The safety and scientific validity of this study is the responsibility of the study sponsor and investigators. Listing a study does not mean it has been evaluated by the U.S. Federal Government. Read our disclaimer for details.
 
ClinicalTrials.gov Identifier: NCT04258098
Recruitment Status : Completed
First Posted : February 6, 2020
Last Update Posted : February 6, 2020
Sponsor:
Information provided by (Responsible Party):
Hongbo Wei, Third Affiliated Hospital, Sun Yat-Sen University

Brief Summary:
Surgical site infections (SSIs) are a major postoperative complication after colorectal surgery. Current study aims to evaluate prophylactic function of oral antibiotic intake (OA) in combination with mechanical bowel preparation (MBP) relative to MBP alone with respect to postoperative SSIs incidence. A retrospective analysis of eligible patients was to conducted using the databases of the Gastrointestinal Surgery Centre, Third Affiliated Hospital of Sun Yat-sen University from 2011 to 2017. Data pertaining to postoperative hospital stay length, expenses, SSIs incidence, anastomotic fistula incidence, and rates of other complications wloud be extracted and compared. A propensity analysis was conducted to minimize bias associated with demographic characteristics.

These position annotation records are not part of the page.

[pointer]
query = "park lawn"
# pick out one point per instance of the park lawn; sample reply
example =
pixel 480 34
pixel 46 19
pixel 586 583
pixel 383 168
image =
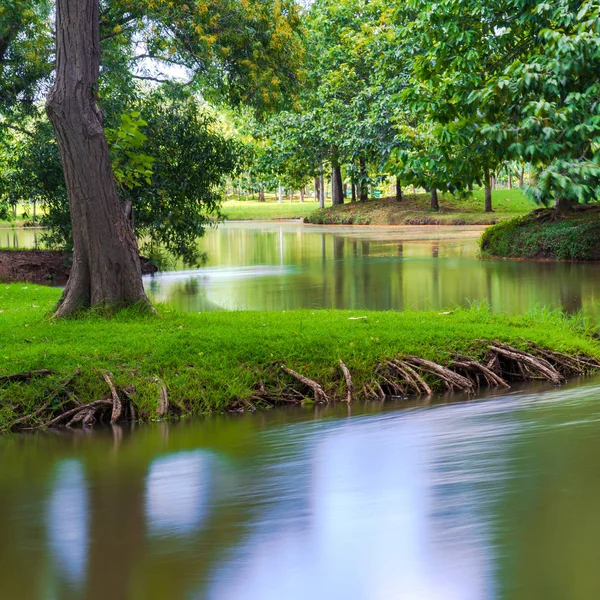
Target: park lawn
pixel 414 209
pixel 208 361
pixel 270 210
pixel 539 235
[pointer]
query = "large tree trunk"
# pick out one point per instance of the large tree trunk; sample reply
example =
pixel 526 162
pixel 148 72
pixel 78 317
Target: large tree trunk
pixel 435 205
pixel 563 206
pixel 488 190
pixel 364 190
pixel 106 264
pixel 399 196
pixel 337 190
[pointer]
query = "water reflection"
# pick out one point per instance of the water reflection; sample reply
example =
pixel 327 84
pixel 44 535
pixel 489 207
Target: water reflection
pixel 67 522
pixel 177 493
pixel 285 266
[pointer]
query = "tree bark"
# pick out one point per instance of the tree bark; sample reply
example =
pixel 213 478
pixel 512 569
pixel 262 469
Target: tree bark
pixel 364 190
pixel 399 196
pixel 322 189
pixel 106 264
pixel 488 190
pixel 337 191
pixel 435 205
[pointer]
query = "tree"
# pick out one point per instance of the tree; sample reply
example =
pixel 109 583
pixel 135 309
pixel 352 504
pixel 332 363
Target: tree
pixel 106 264
pixel 245 51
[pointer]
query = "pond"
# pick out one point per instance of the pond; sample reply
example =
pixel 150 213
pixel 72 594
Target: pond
pixel 281 266
pixel 489 499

Condition or disease Intervention/treatment
Surgical Site Infection Colorectal Cancer Drug: Oral antibiotics ( Streptomycin ,metronidazole )

Detailed Description:

Surgical site infections (SSIs) are a major postoperative complication after abdominal surgery, especially in the colorectal field. With a reported incidence of over 20%, SSIs significantly increase the length of stay (LOS), readmission rate, expenses, and mortality . Therefore, the identification of an effective method of reducing SSIs incidence is critically important.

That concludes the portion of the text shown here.